You would think the Dallas Cowboys would learn from past mistakes. For several years, Stephen and Jerry Jones seem to love two things: shopping the bargain bin in free agency and signing internal free agents. This offseason has been no different. Before finally signing former Steelers WR James Washington last Friday, the Cowboys were the only team in the NFL that had yet to sign an external player. The front office signed both Washington and former Falcons DE Dante Fowler Jr. last week, but neither signing was anything jaw-dropping.
The lack of high-level external moves has left Cowboys fans frustrated. When Dallas lost out on the chance to re-sign Randy Gregory, it left the front office with savings to spend on names like Von Miller, Bobby Wagner, and other players. Yet, the staff chose to remain in-house, shelling out several frugal or one-year contracts to players who bring depth more than starting talent.
It’s a tale as old as time for the Joneses. The hope is that these deals end up working out in the Cowboys’ favor. But, recent history paints a different story. For now, let’s take a look at all of those in-house signees and give them grades. Keep in mind that this list only includes players who were free agents heading into the 2022 season.
Handing out grades for the 11 in-house free agent signings the Cowboys have made so far this offseason
11. Dalton Schultz, TE
Contract: Franchise tag worth $10.9 million
The future of tight end Dalton Schultz was very up in the air for the month of February. The former backup had a breakout season in 2021 becoming a consistent target for quarterback Dak Prescott while TE Blake Jarwin yet again sat out most of the year with a hip injury. Last year, Schultz became only the second tight end in Cowboys history (Jason Witten) to have over 70 receptions (78) and over 800 yards (808) in a single season.

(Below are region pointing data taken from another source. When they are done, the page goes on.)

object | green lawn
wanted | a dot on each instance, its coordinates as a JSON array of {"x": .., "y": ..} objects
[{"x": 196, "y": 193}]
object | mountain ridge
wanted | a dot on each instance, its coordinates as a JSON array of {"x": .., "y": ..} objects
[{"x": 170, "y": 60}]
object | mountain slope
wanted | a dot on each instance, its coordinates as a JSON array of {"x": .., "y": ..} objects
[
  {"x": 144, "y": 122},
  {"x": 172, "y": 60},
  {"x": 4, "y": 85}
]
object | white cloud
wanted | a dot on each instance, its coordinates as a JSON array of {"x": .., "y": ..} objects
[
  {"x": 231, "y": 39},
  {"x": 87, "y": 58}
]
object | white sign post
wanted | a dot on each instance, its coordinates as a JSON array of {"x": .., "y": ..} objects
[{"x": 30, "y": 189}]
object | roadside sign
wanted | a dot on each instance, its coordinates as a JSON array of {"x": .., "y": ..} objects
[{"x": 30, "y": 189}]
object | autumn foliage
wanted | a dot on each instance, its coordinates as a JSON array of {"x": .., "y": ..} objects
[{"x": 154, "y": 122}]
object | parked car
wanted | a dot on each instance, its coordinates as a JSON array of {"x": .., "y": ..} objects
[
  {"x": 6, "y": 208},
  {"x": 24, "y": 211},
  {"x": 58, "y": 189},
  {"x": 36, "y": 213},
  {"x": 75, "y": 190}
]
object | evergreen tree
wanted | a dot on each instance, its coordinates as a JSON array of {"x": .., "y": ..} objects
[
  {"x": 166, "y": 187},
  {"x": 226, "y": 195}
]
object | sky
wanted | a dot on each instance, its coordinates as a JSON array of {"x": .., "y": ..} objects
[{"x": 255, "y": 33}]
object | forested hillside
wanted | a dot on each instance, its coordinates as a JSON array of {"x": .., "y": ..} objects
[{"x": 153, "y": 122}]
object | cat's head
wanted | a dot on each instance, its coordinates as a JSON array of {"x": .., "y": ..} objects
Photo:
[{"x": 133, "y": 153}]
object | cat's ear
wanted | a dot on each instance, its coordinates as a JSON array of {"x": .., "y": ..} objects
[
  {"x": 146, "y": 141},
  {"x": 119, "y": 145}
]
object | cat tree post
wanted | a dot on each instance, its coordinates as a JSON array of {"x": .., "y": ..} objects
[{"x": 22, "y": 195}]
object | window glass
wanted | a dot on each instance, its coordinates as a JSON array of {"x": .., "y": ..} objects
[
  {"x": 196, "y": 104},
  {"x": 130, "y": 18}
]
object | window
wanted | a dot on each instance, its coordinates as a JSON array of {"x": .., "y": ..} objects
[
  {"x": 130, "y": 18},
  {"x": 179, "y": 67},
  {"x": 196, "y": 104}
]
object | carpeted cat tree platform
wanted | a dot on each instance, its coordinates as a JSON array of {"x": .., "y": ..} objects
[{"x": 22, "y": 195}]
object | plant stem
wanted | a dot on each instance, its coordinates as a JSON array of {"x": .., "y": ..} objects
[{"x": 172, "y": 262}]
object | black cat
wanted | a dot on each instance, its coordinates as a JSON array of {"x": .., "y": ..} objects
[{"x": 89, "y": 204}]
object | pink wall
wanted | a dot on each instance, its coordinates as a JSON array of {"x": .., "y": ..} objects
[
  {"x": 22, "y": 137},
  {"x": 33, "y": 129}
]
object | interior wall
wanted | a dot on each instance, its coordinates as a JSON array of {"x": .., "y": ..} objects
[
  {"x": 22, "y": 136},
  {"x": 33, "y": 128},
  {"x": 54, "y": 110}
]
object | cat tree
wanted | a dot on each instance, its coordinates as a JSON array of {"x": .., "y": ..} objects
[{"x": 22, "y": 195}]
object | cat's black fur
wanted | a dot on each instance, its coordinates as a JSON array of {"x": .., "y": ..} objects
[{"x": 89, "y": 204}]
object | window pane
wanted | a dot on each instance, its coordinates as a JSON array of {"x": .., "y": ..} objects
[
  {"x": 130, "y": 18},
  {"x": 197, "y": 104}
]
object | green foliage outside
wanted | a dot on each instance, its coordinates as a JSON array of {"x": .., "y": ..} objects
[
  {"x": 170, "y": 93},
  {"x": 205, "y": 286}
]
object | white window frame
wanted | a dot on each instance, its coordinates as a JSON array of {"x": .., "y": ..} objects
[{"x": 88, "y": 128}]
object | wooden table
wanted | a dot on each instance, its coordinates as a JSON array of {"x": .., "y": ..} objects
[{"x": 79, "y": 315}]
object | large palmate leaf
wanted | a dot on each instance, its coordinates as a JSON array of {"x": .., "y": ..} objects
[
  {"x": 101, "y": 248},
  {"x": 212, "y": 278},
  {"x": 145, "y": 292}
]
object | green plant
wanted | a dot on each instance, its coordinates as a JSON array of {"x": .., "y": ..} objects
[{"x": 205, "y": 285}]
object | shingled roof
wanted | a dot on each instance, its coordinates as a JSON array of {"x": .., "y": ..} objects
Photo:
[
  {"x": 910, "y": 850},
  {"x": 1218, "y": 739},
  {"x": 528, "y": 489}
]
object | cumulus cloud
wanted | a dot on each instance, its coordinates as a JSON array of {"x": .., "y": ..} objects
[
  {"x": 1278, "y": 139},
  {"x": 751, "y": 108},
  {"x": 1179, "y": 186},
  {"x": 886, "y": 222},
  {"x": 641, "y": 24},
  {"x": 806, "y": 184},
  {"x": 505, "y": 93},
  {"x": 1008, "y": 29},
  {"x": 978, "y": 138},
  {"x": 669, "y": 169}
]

Because of his impressive performance, the front office knew that Schultz had outplayed his small contract. Initially, several reports said that the Cowboys would not want to use their franchise tag on Schultz due to serious salary cap issues. However, when news broke that Jarwin would likely not be ready to play for the start of the 2022 season, the narrative quickly changed. The front office was left with little-to-no choice but to keep Schultz around if they wanted a tight end who could start in September.
On Tuesday, March 8, the Cowboys officially placed the franchise tag on Schultz, and Jarwin was cut just three days later. We gave this signing a B+ because the Cowboys clearly need Schultz. Getting him back will be huge for Prescott and will secure a starting tight end for the start of 2022. However, the huge salary cap hit is not ideal. In this particular situation, though, it really felt like there was no other choice.
10. Jayron Kearse, S
Contract: Two-year extension worth $10 million
Jayron Kearse is a perfect example of what every player attempts to do when they sign a one-year, prove-it deal. When Kearse originally signed with the Cowboys ahead of 2021, there was little-to-no buzz about him. He was a typical Jerry Jones bargain bin signing. However, after five years in the NFL, Kearse had his best year yet in Dallas. He started in 15 games and had two interceptions, nine tackles for loss, six QB hits, and 101 tackles.
Dallas stayed dangerously quiet for a while with Kearse. Many were worried that the team wouldn’t be willing to pay the safety what he earned himself for the next year. Thankfully, on Monday, March 21, the team announced they would be re-signing the safety to an extension. The deal is worth up to $11 million and essentially quadruples what he made in 2021.
This move gets an A for a couple of reasons. To start, Kearse deserves to stay. He will be a starter and he isn’t just a random depth choice. Additionally, while it was much more than what he was paid in 2021, the deal is still pretty inexpensive. Lastly, safety has long been a position of struggle for the Cowboys. If the team was not going to make a go at Tyrann Mathieu, they certainly needed to keep a high-level safety around. This was one of the only good moves from Dallas so far.